Your test_helper.rb contains this line:
```
require File.expand_path('../../config/environment', __FILE__)
```
This sneaky one liner loads the entire Rails "environment". This means that whenever you run a single test file, you have to load all of Rails.

Your Rakefile looks like this:

# Add your own tasks in files placed in lib/tasks ending in .rake,
# for example lib/tasks/capistrano.rake, and they will automatically be available to Rake.

require File.expand_path('../config/application', __FILE__)

MyApp::Application.load_tasks

This is a little less invasive. It won't load the entire environment, only part of it. However, it does invoke the slowest part of the environment loading process: dependency loading.

Unfortunately, the idea of preloading has expanded beyond the Rails framework and into the Rails ecosystem. It is conventional for Ruby gems to contain a "require farm" to load all the contents of the gem for you. For example, to use any part of the gem Virtus I just require "virtus" and I'm good to go!

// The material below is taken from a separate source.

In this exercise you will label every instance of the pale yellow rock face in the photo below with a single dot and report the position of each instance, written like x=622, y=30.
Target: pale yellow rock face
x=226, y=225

The dark side is that the entire Virtus gem gets loaded, even if I don't need all of it.

Active Record

Active Record is the ORM that ships with Rails. All Rails apps use Active Record by default. Even though Active Record offers flexibity in choosing which SQL database to use, you have to pick a SQL database. This is fine, except when running a test suite. Database calls can be expensive, especially when considering test speed. In the past I've used 'sqlite3::memory:' to ease the pain of these expensive calls. However, sqlite is still a SQL database. This means the database calls will always be expensive with a large enough test suite.

My second attempt

A few months ago, I started working on another Rails app from scratch. This time around I decided to address the root issue. Here's what we did.

Lazyloading over Preloading

Instead of loading the environment before any of our code executes, we load nothing until we absolutely need it. This has drastic effects on our code base.

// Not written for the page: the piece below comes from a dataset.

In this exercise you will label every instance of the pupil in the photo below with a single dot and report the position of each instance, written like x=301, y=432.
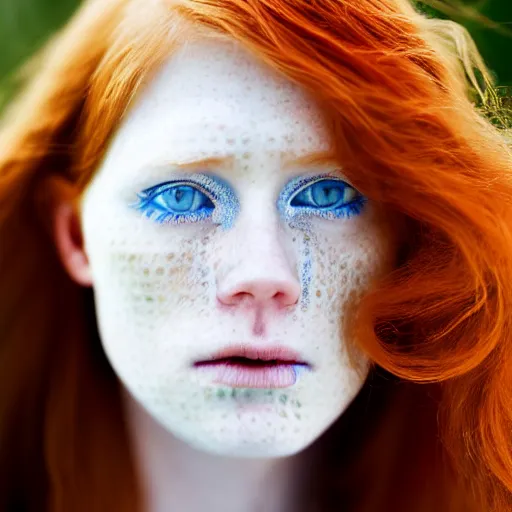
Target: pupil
x=327, y=195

Only load the parts of Rails we use.

In the `application.rb` file, instead of this,
```
require 'rails/all'
```
we have this,
```
require 'action_controller/railtie'
require 'sprockets/railtie'
```
Since we only use Action Controller and Sprockets, we don't need to load the whole Rails framework.
We removed this line from our application.rb file
```
Bundler.require(:default, Rails.env)
```
This removes dependency loading. Now the consumers of the gems are responsible for requiring them.
Only load the bare minimum from Active Support

We added this to our application.rb configuration block,
```
config.active_support.bare = true
```
By default, Rails loads the entire Active Support library. This option tells Rails to load only the parts of Active Support it uses.
Use multiple spec helpers
- spec_helper.rb - This is our default spec helper. It loads nothing besides RSpec. It runs extremely fast.
- rails_spec_helper.rb - This spec helper loads the Rails environment. It still runs fast because we optimized the Rails initialization procedure in the first few steps, but it's much slower than the main spec helper. We only use this spec helper when testing controllers.

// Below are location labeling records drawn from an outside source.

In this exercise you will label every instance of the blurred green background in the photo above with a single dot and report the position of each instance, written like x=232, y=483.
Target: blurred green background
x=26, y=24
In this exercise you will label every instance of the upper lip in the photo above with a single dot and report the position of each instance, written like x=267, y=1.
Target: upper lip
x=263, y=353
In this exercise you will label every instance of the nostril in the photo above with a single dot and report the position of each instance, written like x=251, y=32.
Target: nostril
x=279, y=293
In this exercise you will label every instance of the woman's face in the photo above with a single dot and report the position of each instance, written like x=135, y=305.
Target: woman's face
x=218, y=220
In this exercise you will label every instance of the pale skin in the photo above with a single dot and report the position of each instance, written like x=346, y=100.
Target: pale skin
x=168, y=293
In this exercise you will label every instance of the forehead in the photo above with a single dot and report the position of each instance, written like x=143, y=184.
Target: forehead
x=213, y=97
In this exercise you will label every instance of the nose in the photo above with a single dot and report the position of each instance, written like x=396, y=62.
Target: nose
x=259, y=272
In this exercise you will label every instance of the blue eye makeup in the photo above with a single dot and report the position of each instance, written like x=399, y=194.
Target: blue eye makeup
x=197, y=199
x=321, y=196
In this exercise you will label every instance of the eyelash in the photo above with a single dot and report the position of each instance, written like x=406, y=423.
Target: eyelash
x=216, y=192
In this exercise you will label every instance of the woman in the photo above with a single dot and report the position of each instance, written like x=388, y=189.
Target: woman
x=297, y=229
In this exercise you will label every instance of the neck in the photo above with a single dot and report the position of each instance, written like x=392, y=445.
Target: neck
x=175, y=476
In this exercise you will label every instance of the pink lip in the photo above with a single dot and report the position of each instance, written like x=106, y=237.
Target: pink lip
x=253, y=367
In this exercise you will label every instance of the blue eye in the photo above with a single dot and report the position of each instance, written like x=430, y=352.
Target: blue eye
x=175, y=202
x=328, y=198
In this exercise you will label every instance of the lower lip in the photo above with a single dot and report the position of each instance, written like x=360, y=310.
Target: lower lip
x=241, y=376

The Repository Pattern over Active Record

In order to avoid the overhead of database calls in our test suite, we decided to configure the system to use an in-memory database, not just Sqlite in-memory. In this blog, Mike Ebert talks about how to implement the repository pattern. We used this idea across the whole system. Our test suite now talks to an in-memory Ruby database and the real system talks to a MySQL database.

The Results

Let's look at some metrics taken from my first speed up attempt and compare them to the second attempt.

Total test suite time:

Attempt #1: 4853 examples, 3377.13 seconds
Attempt #2: 1706 examples, 7.19 seconds
Attempt #2: Projected to 4853 examples, 20.45 seconds

Time to run one test:

Attempt #1: 18.195 seconds, 69 gems
Attempt #2: 1.580 seconds, 40 gems

From these results, we see the second attempt at fixing this problem was more successful.

After months of working on this project, our feedback cycle has remained constantly fast. Large scale refactorings no longer carry the burden of a slow feedback cycle. Refactoring is cheap and we can focus on producing the best design possible.